Division of Pediatric Endocrinology, University of Virginia, Charlottesville, VA 22908, USA.
J Pediatr Gastroenterol Nutr. 2012 Apr;54(4):486-90. doi: 10.1097/MPG.0b013e3182382ee3.
Infliximab is used increasingly as maintenance therapy for inflammatory bowel disease (IBD); however, the effects of a single maintenance dose of infliximab are unclear with respect to the quality of life and hormones related to growth and puberty. The aim of the present study was to determine the time course of inflammatory, hormonal, and quality-of-life changes following a single dose of infliximab in the context of ongoing therapy, as related to presence of IBD symptoms at time of administration.

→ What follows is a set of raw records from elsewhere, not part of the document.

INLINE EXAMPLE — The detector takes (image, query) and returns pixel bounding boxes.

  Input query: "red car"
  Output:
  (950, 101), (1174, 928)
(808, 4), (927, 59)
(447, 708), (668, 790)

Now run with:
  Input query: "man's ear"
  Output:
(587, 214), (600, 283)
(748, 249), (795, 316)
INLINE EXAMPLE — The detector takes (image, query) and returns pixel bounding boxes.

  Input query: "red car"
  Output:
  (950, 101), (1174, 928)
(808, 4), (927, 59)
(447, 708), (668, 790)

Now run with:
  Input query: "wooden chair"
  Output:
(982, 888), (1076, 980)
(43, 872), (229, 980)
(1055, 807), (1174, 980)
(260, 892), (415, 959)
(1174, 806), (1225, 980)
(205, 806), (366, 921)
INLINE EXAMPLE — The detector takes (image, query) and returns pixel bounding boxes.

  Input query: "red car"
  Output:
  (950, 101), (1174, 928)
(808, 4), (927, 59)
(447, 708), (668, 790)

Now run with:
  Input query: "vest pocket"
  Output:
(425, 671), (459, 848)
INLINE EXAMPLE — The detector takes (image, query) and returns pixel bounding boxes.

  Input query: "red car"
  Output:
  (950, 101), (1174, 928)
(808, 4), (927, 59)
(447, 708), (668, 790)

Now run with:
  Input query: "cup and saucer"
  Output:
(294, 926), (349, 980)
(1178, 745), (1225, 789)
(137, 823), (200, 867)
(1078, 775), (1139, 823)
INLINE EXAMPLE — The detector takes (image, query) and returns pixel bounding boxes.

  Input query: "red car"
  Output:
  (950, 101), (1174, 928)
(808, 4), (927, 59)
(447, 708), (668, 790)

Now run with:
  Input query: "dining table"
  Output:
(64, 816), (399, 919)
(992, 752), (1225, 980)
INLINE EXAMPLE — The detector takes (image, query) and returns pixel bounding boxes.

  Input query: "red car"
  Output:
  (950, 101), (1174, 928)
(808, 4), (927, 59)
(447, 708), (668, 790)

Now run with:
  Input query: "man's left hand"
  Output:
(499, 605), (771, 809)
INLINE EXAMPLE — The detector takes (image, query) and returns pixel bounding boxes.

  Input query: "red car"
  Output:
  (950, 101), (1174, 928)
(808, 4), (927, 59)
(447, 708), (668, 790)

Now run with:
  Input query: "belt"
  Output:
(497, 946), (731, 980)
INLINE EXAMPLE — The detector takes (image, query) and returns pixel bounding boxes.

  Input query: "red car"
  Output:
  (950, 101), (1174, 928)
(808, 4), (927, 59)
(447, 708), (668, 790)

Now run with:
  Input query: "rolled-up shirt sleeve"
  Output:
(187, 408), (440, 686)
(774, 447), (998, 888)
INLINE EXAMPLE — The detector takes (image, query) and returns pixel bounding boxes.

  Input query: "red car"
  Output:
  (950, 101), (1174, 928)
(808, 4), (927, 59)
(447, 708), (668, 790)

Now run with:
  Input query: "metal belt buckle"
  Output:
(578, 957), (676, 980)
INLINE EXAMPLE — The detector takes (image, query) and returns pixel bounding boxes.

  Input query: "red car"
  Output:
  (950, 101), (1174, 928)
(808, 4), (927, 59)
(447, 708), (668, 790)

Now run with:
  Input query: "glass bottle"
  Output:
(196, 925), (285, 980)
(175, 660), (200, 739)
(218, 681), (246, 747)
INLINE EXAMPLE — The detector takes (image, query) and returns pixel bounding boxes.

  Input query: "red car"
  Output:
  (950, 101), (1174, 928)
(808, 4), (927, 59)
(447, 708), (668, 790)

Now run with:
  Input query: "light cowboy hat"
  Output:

Children and adolescents with IBD receiving ongoing therapy with infliximab for clinical indications were recruited. The Pediatric Crohn's Disease Activity Index was determined at baseline and laboratory measures of high-sensitivity C-reactive protein (hsCRP) and hormones of growth and puberty were determined on days 0, 2, and 14. IBD-related quality of life (IMPACT III questionnaire) was tested on days 0 and 14. Subjects who had symptoms of IBD were compared with asymptomatic subjects.
Subjects overall and in the symptomatic group exhibited improved hsCRP by day 2 following treatment. Symptomatic subjects had higher Pediatric Crohn's Disease Activity Index scores and lower quality-of-life scores than asymptomatic subjects on day 0, whereas at day 14 there were no significant differences in quality-of-life scores between the 2 groups.
Even in the context of ongoing treatment, a single dose of infliximab results in decreased hsCRP, an improvement that is particularly noted among subjects who are symptomatic at the time of treatment. Although randomized trials are needed, these observational data may assist clinicians, patients, and families regarding expectations about timing and extent of these changes following a single treatment dose.
英夫利昔单抗(一种肿瘤坏死因子-α拮抗剂)越来越多地被用作炎症性肠病(IBD)的维持治疗;然而,关于单次维持剂量英夫利昔单抗对与生长和青春期相关的生活质量和激素的影响尚不清楚。本研究的目的是确定在持续治疗的情况下,单次给予英夫利昔单抗后炎症、激素和生活质量变化的时间过程,同时与治疗时 IBD 症状的存在相关。
招募正在接受英夫利昔单抗维持治疗以治疗临床指征的 IBD 儿童和青少年。在基线时测定儿科克罗恩病活动指数(PCDAI),在第 0、2 和 14 天测定高敏 C 反应蛋白(hsCRP)和生长和青春期激素的实验室指标。在第 0 和 14 天测定与 IBD 相关的生活质量(IMPACT III 问卷)。比较有 IBD 症状的受试者和无症状受试者。
总体而言,所有受试者和症状组在治疗后第 2 天 hsCRP 均得到改善。在第 0 天,有症状的受试者的 PCDAI 评分较高,生活质量评分较低,而在第 14 天,两组之间的生活质量评分无显著差异。
即使在持续治疗的情况下,单次给予英夫利昔单抗也会降低 hsCRP,这种改善在治疗时出现症状的患者中更为明显。尽管需要进行随机试验,但这些观察数据可能会帮助临床医生、患者和家属了解单次治疗剂量后这些变化的时间和程度的预期。